We are interdependent. An attack on the rights of one, impacts the rights of all, even if those impacts are not always immediately apparent. So it is, with the recently leaked documents from the Supreme Court indicating that Roe v. Wade may soon be overturned. If this were to happen, the results would impact all of us, not just women who are able to conceive and carry a pregnancy.
This is a call to action. Not just for the women, of all kinds, who already know and understand how this erosion of rights will impact them, but for all people, including, and especially, those who identify as men.
Imagine a world in which…
You are responsible for every pregnancy you help to conceive. That means being physically, emotionally, and financially present for every child, whether conceived intentionally or accidentally, assuming you are a responsible kind of guy. If not, you’re still on the hook financially. DNA testing can prove you are the father, and you will owe child support as well as financial assistance through college.
Even if you have been accustomed, in the past, to participating in your partner’s decisions about whether to carry a pregnancy to full-term or not, you will no longer be allowed to do so. She/they will have no decision-making ability. That means you won’t either.
Even if your future child will be born with significant medical issues that will cost hundreds of thousands of dollars to treat, and from which they will be unlikely to ultimately survive, and which will take an immeasurably high emotional toll on both you and your entire family, you will be responsible for it all; you will not be able to choose otherwise.
Even if the pregnancy will, beyond all doubt, end with a stillbirth, you will not be able to choose otherwise.
Perhaps worst of all, though it is really hard to say what would be worst of all in these kinds of situations, if your girlfriend/wife/partner/spouse conceives a child as a result of a traumatic event, such as rape, you will have the moral responsibility and burden of accompanying and supporting her/them through a full pregnancy and live birth.
I could go on, but I hope you get the idea by now. Your freedom, your choices, will be lessened, too.

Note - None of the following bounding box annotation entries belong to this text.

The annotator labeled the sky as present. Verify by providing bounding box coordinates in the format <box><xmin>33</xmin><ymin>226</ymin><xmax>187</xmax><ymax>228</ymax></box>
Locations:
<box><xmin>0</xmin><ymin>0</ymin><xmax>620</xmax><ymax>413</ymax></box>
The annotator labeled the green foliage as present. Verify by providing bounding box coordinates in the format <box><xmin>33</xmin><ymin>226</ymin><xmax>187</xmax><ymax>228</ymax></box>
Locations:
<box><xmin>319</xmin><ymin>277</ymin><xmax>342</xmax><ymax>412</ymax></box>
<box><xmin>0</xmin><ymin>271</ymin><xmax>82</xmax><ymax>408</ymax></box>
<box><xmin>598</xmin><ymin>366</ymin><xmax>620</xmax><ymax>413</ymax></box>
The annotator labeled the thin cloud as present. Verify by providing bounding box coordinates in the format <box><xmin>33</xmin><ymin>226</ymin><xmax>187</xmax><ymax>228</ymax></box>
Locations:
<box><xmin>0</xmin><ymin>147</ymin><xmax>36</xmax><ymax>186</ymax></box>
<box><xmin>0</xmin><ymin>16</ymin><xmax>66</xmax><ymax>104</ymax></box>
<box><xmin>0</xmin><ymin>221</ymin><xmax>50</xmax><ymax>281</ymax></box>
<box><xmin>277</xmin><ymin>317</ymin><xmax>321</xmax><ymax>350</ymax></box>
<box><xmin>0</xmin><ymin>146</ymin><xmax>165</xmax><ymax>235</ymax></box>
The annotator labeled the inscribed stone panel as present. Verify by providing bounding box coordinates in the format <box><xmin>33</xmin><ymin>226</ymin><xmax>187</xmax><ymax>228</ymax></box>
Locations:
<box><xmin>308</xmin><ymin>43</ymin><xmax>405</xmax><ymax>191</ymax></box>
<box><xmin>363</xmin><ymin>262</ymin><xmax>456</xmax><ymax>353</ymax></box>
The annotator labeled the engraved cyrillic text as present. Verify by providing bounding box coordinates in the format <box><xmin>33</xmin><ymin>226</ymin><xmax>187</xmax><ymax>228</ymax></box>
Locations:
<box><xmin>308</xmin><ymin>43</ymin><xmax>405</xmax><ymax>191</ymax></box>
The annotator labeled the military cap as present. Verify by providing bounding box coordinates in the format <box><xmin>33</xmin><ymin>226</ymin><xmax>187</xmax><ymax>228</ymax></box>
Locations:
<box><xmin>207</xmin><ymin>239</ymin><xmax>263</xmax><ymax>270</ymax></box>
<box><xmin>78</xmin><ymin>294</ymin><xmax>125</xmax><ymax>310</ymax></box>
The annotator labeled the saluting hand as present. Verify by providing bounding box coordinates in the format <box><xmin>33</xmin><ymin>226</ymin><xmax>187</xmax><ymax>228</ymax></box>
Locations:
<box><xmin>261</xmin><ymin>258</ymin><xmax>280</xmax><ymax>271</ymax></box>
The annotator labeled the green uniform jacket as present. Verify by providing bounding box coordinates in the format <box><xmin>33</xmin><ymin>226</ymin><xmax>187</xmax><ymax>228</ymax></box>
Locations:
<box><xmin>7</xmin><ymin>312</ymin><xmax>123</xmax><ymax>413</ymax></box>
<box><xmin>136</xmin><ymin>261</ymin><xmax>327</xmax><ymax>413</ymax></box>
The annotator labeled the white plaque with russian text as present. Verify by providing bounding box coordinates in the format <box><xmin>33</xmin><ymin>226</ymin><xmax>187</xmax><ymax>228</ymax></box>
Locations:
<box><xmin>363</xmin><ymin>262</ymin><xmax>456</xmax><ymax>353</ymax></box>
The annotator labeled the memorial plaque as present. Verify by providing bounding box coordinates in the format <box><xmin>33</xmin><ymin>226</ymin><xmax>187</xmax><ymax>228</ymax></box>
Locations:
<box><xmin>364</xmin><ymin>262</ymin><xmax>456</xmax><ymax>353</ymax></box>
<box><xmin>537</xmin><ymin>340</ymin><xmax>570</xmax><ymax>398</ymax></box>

So, I’ll leave you with one question. If Roe v Wade gets overturned, what might come next? Illegal vasectomies? Required reversal of all previous vasectomies? A prohibition on selling condoms? Something even worse?
Act now. This is about all of us.
Rev. Michelle
Thank you sooo much for this Michelle!!
If the tables were turned…it would be a different world!
Lorry: Michelle, Thank you so much for speaking out on this issue. Yes, the world would certainly be different. Maybe a spirit of cooperation would become the norm.
✊ Yes yes yes yes yes to all of this! Bless you
Thank you, Rev Michelle. It’s great to see exhortations to men to “get it.” As the father of two “inconvenient pregnancy” children, I do.
Working for change, however, is another thing. I’m a 65 yo cis male, raised feminist by a feminist mother, and I’ve worked for reproductive rights and feminist issues all my life. But in trying to work in groups working for change, I’ve often been given to know, subtly or flat out, that as a male, I wasn’t wanted. Because things have to be led and done by women. Or, we’re happy to have you do this small job but please stay quiet. I get that too, and there’s some fairness for me in my turn to experience it.
I keep working for change and justice because I believe in the work. But often it’s on my own, and I miss the synergy and encouragement and joy of working with others.
Something to think about when exhorting men.